Conservation status Least concern (LC)
A semi-deciduous, twiggy azalea usually from 3 to 8 ft high; young shoots very slender, clothed with appressed, flattened, forward-pointing hairs, of a grey or greyish-brown colour. Leaves lanceolate to oblanceolate, 1⁄3 to 11⁄2 in. long, 1⁄16 to 2⁄5 in. wide, toothless, furnished on both surfaces with appressed hairs; stalk very short. Flowers in clusters of two to six, or solitary, on short pedicels. Calyx very small, clad with white hairs. Corolla funnel-shaped, about 11⁄2 in. wide, lilac-purple. Stamens five to ten, shorter than the corolla, downy at the base. Ovary bristly; style glabrous. Seed-vessel egg-shaped, 1⁄3 in. long, covered with appressed hairs, the calyx persisting at the base. Bot. Mag., n.s., t. 52. (s. Azalea ss. Obtusum)

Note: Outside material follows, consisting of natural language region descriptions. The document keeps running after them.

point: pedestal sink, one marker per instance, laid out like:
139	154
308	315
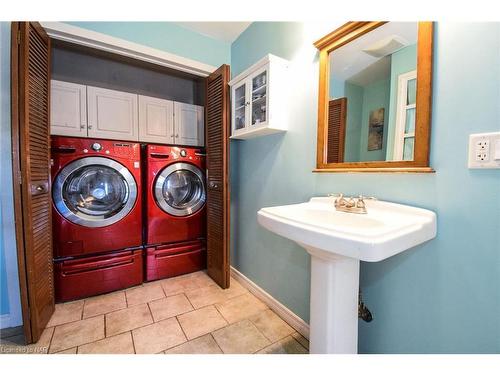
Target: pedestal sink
337	242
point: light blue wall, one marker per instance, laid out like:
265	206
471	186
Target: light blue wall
375	95
5	137
441	297
354	120
337	88
272	169
9	282
166	36
402	61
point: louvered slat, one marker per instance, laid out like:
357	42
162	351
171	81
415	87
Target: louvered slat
34	69
217	141
336	130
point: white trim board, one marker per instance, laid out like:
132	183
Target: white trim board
93	39
281	310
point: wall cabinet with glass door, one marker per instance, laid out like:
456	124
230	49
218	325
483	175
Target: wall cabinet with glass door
86	111
258	99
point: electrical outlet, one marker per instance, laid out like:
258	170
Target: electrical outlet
484	150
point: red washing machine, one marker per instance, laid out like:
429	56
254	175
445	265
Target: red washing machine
175	211
97	216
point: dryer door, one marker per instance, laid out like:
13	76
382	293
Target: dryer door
179	189
94	192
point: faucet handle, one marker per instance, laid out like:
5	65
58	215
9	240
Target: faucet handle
335	195
362	198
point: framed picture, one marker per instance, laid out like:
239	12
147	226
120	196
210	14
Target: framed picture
376	129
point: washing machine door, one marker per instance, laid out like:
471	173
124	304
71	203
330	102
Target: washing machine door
179	189
94	192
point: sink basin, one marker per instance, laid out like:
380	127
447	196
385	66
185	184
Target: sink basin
337	242
387	229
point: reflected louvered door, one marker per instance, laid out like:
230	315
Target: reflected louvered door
337	111
34	161
217	147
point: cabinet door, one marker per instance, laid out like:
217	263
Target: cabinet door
189	125
112	114
156	120
68	109
240	104
259	97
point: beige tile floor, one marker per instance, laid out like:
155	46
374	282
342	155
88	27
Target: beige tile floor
189	314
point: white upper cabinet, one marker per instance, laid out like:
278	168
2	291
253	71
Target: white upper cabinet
156	120
94	112
189	124
259	99
112	114
68	109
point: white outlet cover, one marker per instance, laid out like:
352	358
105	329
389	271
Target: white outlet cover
484	151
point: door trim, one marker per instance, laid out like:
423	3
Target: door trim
17	178
103	42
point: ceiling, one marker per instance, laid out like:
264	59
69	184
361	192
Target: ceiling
349	61
225	31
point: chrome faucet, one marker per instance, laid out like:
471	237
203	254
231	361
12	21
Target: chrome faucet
350	204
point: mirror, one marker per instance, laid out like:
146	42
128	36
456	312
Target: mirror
375	97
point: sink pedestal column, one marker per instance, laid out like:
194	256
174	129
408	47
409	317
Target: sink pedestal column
334	303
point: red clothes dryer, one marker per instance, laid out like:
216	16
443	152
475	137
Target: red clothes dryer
175	211
97	216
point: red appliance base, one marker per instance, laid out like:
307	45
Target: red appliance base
85	277
175	259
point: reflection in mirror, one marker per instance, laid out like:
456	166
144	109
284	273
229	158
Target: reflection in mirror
372	96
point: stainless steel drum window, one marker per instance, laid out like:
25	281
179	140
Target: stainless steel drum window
95	190
180	189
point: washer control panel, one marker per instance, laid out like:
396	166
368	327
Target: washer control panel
96	146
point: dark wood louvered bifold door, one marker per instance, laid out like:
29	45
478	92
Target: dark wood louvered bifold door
33	166
217	139
337	110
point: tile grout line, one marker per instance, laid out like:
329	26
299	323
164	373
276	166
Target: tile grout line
216	343
83	309
182	329
299	341
51	338
190	304
262	333
221	314
133	342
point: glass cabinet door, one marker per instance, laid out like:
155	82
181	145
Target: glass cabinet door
240	104
259	86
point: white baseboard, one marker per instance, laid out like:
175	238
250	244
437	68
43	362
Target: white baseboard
281	310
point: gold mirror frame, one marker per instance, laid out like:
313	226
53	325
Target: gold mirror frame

Native of S. Japan, on Shikoku, Kyushu, and the southern part of the main island; also of some mountains farther to the north-east, west of Mt Fuji. It reached this country through the Arnold Arboretum, to which Wilson sent seeds from Shikoku in 1914. He wrote of it: ‘I have seen a few flowers, but the colour is not attractive, though doubtless in spring when covered with blossoms, the plant would have a charm of its own.’ It is in fact a very pleasing species, but more than one plant is needed if it is to make an effective display. It is hardy in woodland south of London, but uncommon in cultivation. As in most members of the Obtusum subseries, the upper leaves on the annual shoots (the so-called summer-leaves) are much smaller than the ‘spring-leaves’ borne lower on the shoot, which are mostly shed in winter.
R. komiyamae, included in R. tosaense by Rehder, is recognised as a distinct species by Japanese botanists, differing in having flowers with ten stamens against normally five in R. tosaense in the narrow sense. Plants of this nature are said to be confined to two mountains to the west of Mt Fuji.